Formosa Plastic skirts regulatory hurdle, buys GTV
By Ted Chen, The China Post
July 4, 2014, 12:01 am TWN
TAIPEI, Taiwan -- The National Communication Commission (NCC) yesterday announced that it is assessing the Formosa Plastic Group's (FPG, 台塑集團) bid to acquire Gala Television (GTV, 八大電視) through a newly formed company for about NT$3 billion, stating that its decision on the transaction will be dependent on conformity to regulatory stipulations.
FPG's previous application to acquire GTV through its wholly owned holding company subsidiary was blocked by the NCC in late April, with the regulator citing violations of the Cable Radio and Television Act (有線廣播電視法), which bars companies whose stakeholders include foreign firms, governmental entities, the military and political parties' stakeholders from investing in broadcasting companies.
Various governing bodies and government funds currently hold a 1.15 percent stake on a number of listed companies under the FPG umbrella, including the holding company applying to acquire GTV, according to reports.
In response, FPG's founding family in June formed a new investment company to oversee the acquisition of GTV through a second application to the NCC. The company is bank-rolled by NT$600 million worth of capital from members of FPG's founding family, and is headed by Wang Wen-tsao (王文潮), son of FPG co-founder Wang Yung-tsai (王永在).
Reports indicate that GTV's current stakeholders include Galileo Holding B.V., a Holland-based company holding a 96.5-percent stake, and another company holding a 3.5-percent stake.

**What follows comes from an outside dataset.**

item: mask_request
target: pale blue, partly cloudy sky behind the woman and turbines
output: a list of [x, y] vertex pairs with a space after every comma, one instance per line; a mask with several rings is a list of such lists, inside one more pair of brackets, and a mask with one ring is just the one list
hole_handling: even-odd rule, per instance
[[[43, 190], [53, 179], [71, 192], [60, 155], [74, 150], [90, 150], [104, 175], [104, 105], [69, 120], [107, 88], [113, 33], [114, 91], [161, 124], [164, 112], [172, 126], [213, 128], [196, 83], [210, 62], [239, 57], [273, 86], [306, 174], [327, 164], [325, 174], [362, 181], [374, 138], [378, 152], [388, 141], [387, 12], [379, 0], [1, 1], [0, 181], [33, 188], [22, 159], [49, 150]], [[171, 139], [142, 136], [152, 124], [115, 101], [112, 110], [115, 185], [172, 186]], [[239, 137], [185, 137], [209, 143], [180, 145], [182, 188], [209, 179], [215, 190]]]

The Wang family is poised to acquire a 100-percent stake from the companies for NT$2.88 billion, and NT$150 million for about NT$3.03 billion.
The FPG stated that the GTV bid is an investment effort by the Wang family in their personal capacity and unrelated to the company.
Meanwhile, FPG had earlier protested that the company has no control on the investment choices of governing bodies and that it is unreasonable for regulators to block the acquisition of GTV for negligible stakes held by the public sector.
The restrictive clause prohibiting investments in the media broadcasting sector has in the past decade hampered nearly 20 investment bids by enterprises. An amendment to waive investment restrictions on enterprises with less than 5 percent in government stakeholding is currently being reviewed at the Legislative Yuan.